What I found odd, and what I wanted to photograph right away, was a Mickey Mouse costume at the center of the room. Unlike the other costumes, it was lying on its back in the center of the floor like a murder victim. The fur on the costume was rotten and shedding, creating bare patches.
What was even odder, however, was the coloring of the costume. It was like a photo negative of the actual Mickey Mouse. Black where he should be white and white where he should be black. His normally red overalls were light blue.
The sight was off-putting enough that I actually put off photographing the thing until last.
I took a picture of the costumes hanging on the walls. Upward angles, downward angles, side shots to show an entire row of frozen, putrid cartoon faces, some with plastic eyes missing.
Then I decided to stage a shot. Just one of the bedraggled character heads on the slick, grimy floor.
I reached for the headpiece of a Donald Duck costume and carefully removed it so the thing wouldn't fall apart in my hands.
As I looked into the face of the wide-eyed, moldering head, a loud clattering sound made me jump with fright.
I looked down at my feet, and there between my shoes was a human skull. It had fallen out of the mascot head and shattered into pieces at me feet; only the empty face and lower jaw remained, staring up at me.
I dropped the Duck head immediately, as you'd expect, and moved for the door. As I stood in the doorway, I looked back to the skull on the floor.
I had to take a picture of it, you know? I HAD to, for any number of reasons that may seem silly, but only if you don't think it through.
I'd need proof of what happened, especially if Disney was going to somehow make this go away. I had no doubt in my mind, right from the start, that even if it was just gross negligence, Disney was RESPONSIBLE for this.
That's when Mickey, that photo negative, opposite-Mickey in the middle of the floor, started to get up.
First sitting up, then climbing to its feet, the Mickey Mouse costume... or whoever was inside of it, stood there at the center of the room, its fake face just starting directly at me as I mumbled "No..." over and over and over. 

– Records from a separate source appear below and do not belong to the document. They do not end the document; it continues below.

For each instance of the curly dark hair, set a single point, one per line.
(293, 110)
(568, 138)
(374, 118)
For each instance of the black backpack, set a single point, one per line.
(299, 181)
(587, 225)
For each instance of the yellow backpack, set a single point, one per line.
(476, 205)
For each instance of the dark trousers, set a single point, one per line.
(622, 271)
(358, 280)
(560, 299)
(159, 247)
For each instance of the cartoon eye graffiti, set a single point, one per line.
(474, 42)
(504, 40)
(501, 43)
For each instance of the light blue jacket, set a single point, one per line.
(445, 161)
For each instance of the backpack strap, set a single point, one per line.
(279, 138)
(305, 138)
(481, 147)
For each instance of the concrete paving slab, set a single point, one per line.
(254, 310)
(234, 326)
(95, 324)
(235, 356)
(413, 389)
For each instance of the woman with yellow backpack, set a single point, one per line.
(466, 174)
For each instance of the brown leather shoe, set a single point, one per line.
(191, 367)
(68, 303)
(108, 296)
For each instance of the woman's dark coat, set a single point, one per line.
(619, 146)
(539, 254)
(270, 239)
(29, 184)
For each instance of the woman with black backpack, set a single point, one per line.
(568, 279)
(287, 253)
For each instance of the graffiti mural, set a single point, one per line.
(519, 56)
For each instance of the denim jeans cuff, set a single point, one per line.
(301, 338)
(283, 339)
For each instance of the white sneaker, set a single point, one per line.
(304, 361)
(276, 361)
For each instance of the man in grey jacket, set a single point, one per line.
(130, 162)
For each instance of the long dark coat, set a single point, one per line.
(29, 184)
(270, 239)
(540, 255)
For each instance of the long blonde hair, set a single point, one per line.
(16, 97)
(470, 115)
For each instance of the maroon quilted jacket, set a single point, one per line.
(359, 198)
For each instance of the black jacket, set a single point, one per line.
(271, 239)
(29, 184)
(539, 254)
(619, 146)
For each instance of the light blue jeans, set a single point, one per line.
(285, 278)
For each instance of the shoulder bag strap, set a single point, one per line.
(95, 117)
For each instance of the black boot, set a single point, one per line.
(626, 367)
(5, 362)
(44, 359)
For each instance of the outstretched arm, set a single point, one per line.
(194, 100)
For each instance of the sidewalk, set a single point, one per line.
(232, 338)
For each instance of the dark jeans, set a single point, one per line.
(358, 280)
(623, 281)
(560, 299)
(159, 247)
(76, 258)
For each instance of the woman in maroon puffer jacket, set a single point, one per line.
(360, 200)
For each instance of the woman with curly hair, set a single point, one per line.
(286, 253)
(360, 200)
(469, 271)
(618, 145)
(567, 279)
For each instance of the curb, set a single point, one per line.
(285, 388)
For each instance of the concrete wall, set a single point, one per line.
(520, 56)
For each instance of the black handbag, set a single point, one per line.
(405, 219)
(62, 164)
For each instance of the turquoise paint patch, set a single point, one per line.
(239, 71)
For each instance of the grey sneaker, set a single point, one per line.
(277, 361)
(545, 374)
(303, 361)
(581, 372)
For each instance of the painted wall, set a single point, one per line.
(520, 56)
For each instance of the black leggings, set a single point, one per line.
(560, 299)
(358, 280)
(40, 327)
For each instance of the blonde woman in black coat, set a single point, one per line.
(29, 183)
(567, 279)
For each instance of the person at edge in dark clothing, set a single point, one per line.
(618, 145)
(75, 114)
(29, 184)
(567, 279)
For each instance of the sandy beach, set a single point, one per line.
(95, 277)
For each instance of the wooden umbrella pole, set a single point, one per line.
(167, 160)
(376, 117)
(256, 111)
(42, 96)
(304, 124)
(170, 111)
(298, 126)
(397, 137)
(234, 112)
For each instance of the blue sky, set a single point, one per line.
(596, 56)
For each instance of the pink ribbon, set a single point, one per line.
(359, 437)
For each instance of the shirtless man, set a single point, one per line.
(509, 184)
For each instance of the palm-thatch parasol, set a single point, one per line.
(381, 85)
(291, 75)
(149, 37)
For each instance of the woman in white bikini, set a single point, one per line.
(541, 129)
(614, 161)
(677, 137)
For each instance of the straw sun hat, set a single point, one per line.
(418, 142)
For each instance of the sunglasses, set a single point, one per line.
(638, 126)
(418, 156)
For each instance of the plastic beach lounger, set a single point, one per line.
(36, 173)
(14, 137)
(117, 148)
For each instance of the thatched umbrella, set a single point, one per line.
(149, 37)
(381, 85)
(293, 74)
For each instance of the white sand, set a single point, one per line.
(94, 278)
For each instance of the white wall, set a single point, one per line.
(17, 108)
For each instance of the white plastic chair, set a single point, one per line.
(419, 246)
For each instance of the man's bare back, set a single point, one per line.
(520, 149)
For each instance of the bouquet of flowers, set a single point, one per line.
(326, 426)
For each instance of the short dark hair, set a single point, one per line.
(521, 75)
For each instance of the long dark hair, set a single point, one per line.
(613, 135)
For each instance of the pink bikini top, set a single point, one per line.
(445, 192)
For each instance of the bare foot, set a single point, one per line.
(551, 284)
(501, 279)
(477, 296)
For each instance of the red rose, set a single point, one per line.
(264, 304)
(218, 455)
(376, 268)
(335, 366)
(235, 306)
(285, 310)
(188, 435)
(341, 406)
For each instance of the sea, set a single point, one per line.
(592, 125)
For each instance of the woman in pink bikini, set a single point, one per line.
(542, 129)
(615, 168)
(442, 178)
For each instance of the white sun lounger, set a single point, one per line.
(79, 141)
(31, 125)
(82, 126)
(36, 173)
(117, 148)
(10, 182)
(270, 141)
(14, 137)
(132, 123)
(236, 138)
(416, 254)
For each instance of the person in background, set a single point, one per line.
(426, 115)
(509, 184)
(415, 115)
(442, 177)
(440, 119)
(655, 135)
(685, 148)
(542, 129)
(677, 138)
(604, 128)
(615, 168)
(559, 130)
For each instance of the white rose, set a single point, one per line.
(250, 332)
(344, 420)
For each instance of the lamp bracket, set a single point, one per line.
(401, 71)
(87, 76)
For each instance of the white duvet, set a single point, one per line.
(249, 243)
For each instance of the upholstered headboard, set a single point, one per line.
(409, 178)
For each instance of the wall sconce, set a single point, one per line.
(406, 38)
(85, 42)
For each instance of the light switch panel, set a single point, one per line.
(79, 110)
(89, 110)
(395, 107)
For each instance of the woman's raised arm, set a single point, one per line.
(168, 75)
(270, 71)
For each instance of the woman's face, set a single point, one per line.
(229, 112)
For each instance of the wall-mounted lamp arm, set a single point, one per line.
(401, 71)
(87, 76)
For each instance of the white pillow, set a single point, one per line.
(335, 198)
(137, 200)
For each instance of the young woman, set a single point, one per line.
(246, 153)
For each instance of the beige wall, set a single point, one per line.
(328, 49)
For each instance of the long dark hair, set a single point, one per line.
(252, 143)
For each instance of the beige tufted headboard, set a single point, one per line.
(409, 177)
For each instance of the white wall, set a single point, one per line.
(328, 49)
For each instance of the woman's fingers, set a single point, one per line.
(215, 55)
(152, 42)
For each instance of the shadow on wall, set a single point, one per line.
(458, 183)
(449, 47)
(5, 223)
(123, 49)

With shaking hands, a violently thrashing heart, and legs that had once again turned to jelly, I managed to lift the camera and aim it at the opposite creature now quietly sizing me up.

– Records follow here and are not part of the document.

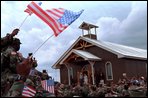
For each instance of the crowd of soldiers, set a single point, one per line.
(124, 88)
(18, 71)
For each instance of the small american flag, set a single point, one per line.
(57, 19)
(28, 91)
(48, 85)
(29, 11)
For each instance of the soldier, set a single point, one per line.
(7, 51)
(11, 62)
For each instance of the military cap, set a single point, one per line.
(16, 40)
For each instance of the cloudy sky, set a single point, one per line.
(122, 22)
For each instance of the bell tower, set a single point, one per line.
(87, 27)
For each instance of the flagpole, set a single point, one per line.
(42, 44)
(24, 20)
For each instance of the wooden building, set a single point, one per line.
(90, 56)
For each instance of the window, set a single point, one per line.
(109, 73)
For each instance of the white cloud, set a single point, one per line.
(127, 31)
(120, 22)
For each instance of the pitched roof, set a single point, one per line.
(84, 54)
(121, 51)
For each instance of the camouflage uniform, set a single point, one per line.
(9, 60)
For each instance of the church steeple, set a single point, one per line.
(88, 27)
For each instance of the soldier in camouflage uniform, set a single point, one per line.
(10, 58)
(7, 52)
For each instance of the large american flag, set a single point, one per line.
(58, 19)
(29, 11)
(28, 91)
(48, 85)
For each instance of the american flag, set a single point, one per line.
(48, 85)
(28, 91)
(29, 11)
(58, 19)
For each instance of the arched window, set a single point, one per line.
(109, 73)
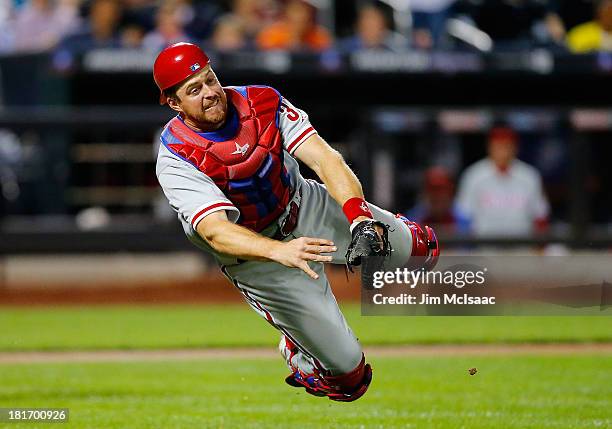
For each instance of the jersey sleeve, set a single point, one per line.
(191, 193)
(294, 126)
(466, 192)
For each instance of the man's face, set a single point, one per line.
(202, 101)
(502, 151)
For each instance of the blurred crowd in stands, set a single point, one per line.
(76, 26)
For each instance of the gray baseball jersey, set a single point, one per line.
(499, 203)
(303, 309)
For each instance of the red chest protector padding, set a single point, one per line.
(248, 168)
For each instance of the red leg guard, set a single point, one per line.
(342, 388)
(425, 245)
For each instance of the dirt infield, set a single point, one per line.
(214, 288)
(269, 353)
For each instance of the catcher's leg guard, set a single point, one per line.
(342, 388)
(425, 245)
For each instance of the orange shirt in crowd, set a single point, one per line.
(281, 36)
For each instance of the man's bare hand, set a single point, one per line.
(296, 253)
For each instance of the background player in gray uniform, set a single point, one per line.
(278, 268)
(501, 195)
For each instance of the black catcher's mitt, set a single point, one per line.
(368, 249)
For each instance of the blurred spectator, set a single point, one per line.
(169, 28)
(373, 32)
(296, 31)
(595, 35)
(500, 195)
(435, 207)
(229, 34)
(254, 15)
(139, 14)
(132, 36)
(198, 17)
(40, 24)
(429, 21)
(513, 24)
(101, 31)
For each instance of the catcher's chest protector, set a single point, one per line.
(246, 165)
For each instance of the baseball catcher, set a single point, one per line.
(228, 166)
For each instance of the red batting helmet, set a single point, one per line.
(175, 64)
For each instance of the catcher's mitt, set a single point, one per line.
(368, 248)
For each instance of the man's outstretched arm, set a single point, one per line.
(328, 164)
(226, 237)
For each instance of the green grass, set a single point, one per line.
(132, 327)
(436, 392)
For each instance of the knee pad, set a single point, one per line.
(425, 246)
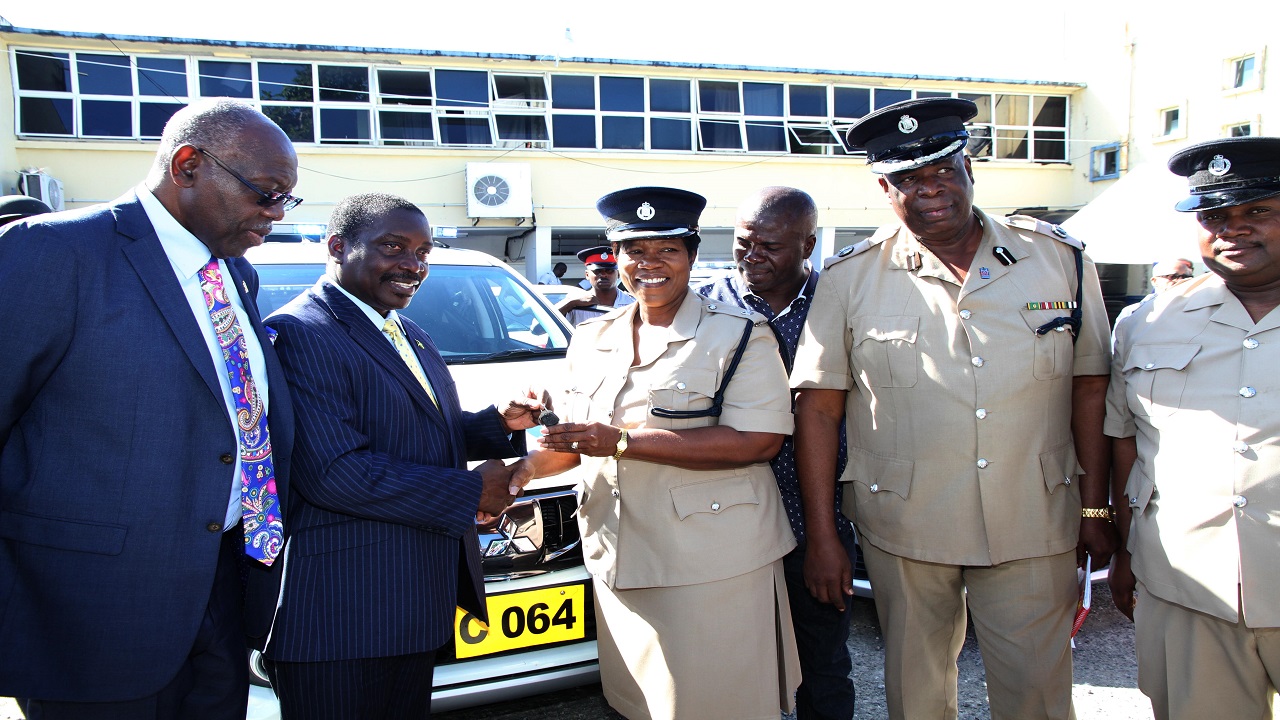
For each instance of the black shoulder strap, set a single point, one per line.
(718, 400)
(1072, 320)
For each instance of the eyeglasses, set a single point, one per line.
(265, 197)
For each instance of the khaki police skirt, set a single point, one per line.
(712, 651)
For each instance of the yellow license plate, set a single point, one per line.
(522, 619)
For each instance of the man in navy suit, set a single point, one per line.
(126, 589)
(384, 543)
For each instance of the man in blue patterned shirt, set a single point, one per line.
(773, 236)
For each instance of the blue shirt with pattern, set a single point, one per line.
(787, 326)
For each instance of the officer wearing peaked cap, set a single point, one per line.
(968, 355)
(679, 404)
(602, 294)
(1194, 410)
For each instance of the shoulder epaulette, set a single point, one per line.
(1037, 226)
(859, 247)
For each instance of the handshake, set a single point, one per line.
(501, 486)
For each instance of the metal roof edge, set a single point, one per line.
(406, 51)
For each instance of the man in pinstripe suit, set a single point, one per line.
(384, 541)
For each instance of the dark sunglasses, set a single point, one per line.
(265, 197)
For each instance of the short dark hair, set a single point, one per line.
(353, 214)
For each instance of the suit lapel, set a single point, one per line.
(152, 267)
(376, 345)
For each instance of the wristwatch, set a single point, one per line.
(622, 445)
(1098, 513)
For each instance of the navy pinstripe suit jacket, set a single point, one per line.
(113, 481)
(383, 518)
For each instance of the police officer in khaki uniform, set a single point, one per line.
(1194, 410)
(969, 356)
(679, 404)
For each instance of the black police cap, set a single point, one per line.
(18, 206)
(1228, 172)
(650, 212)
(600, 256)
(912, 133)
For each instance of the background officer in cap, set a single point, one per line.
(968, 355)
(1194, 410)
(677, 405)
(602, 273)
(19, 206)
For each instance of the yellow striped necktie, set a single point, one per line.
(401, 343)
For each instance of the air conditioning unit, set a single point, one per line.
(499, 190)
(46, 188)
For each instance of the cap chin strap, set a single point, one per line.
(888, 167)
(616, 236)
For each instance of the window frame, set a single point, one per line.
(786, 132)
(1098, 153)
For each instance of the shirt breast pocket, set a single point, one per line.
(1156, 377)
(577, 401)
(684, 391)
(885, 349)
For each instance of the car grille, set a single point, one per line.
(536, 534)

The digital camera's screen displayed only dead pixels in the shape of the thing. It was a perfect silhouette of the Mickey costume. As the camera moved in my unsteady hands, the dead pixels spread, marring the screen wherever Mickey's outline moved to.

Then the camera died. Went blank and quiet and... broken.

I raised my eyes once again to the Mickey Mouse costume.

"Hey," it said in a hushed, perverted, but perfectly executed Mickey Mouse voice, "Wanna see my head come off?"
It started to pull at its own head, working its clumsy, glove-clad fingers around its neck with clawing, impatient movements similar to a wounded man trying to pull himself free of a predator's jaws...
As it worked its digits into its neck... so much blood...
So much thick, chunky, yellow blood...
I turned away as I heard a sickening tearing of cloth and flesh... only cared about getting away. Above the doorway out of this room, I saw the final message clawed into the metal with bone or fingernails...
"ABANDONED BY GOD"
I never got the pictures out of the camera. I never wrote the blog entry about it. After I ran from that place, fled for my sanity if not my very life, I knew why Disney didn't want anyone to know about this place.
They didn't want anyone like me getting in.
They didn't want anything like that getting out.